All of which helps tone down the mood from what could be a fairly grim treatise on the subject of vengeance. But the movie leaves room for what Baymax refers to as Hiro’s adolescent mood swings even though plenty of people would think there’s no room in grief for the joy Hiro feels on his first flight with Baymax. And that is perhaps the hardest part of grief—discovering that there’s room in it for joy. The first time can feel like a betrayal, and it’s no surprise that it’s where the cracks in Hiro’s desire to get even come in.
It’s also a stylish as hell movie. The premise of the city is that the Japanese helped rebuild San Francisco after the 1906 earthquake, leading to a style that is both Japanese and American. The characters all have their own unique style—and sense of movement; one of the early steps in creating the character design was doing basic animation wherein the characters came into a room and sat down, to examine how each of them would do it differently.
The one thing I have to say about Fred, who I’ve never much liked, is that he’s a good insight into the fact that everyone thinks they’re the hero of the story. I sympathize with Wasabi’s desire to laser hand him in the face, but I also sympathize with Fred’s desire to have a theme song.
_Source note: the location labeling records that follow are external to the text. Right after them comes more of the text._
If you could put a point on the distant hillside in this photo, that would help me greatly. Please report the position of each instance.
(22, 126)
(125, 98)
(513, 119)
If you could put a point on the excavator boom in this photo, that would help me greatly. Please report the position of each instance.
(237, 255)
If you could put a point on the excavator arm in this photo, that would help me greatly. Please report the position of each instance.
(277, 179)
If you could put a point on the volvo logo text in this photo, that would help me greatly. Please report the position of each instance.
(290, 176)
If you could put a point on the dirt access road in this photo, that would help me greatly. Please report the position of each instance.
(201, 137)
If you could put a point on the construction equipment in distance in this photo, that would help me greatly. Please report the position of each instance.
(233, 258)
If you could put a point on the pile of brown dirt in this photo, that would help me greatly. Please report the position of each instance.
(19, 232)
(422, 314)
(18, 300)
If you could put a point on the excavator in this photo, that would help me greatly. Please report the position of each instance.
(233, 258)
To Fred, he’s the team leader, simply because it doesn’t occur to him that he might not be. After all, Fred’s read enough comic books to know about the billionaire superhero!
Actually, I haven’t read this comic. My understanding is that a couple of the regular characters from it couldn’t be in the movie because they were owned by Fox, still at the time a separate studio. Because they are also connected to the X-Men. This was the first movie since the beginning of the end of the Marvel Diaspora to win an Oscar, to my knowledge the second Marvel-based movie ever to win one. Until this year, that was where the record stood—Black Panther was the first MCU movie to actually win any Oscars in any category, as this is not an MCU movie.
Yeah, I admit it. I likely think as much as I do of this movie because it’s at the intersection of superheroes and Disney, and that’s an intersection I’m happy to live at. But I do think the movie is worth enjoying on its own merits. Even if you like any of the others of that year better.